Thursday, 4:30 PM
Dr Pepper apologizes, promises to reimburse city for costs, plus $10,000
By John R. Ellement and Andrew Ryan, Globe staff
The makers of Dr Pepper apologized today for hiding a prize from a marketing campaign inside the Granary Burying Ground and promised to reimburse the city for extra security expenses it incurred and donate $10,000 to the colonial-era cemetery.
"The coin should never have been placed in such a hallowed site, and we sincerely apologize," said Greg Artkop, a spokesman for Dr Pepper, in a written statement.
Since the Boston leg of the promotion was cancelled Thursday after outcry from city officials, the company also said it would hold a raffle to award $10,000 to one of the local contestants who had collected enough clues to lead them to the prize location.
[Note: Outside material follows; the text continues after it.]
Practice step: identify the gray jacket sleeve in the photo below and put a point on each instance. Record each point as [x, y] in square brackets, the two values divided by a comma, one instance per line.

"We hope to award that prize shortly," Artkop said.
A marketing company working for Dr Pepper hid a coin inside the cast iron gates of the Granary Burying Ground in downtown Boston as a part of its "Hunt for More" promotion. Similar treasure hunts took place in 22 other cities in the United States and Canada and sent contestants following a series of clues in hopes of winning prizes that ranged from $10,000 to $1 million.
The Boston coin, which was supposed to be redeemable for $10,000, was hidden in the 347-year-old cemetery on Tremont Street along the Freedom Trail. The burial ground, however, had been closed by the Parks Department since Monday because of icy walkways.
This morning, the company safely recovered the coin and no damage was done to the cemetery.
Artkop noted in his statement today that the coin was placed on the ground -- not at a grave.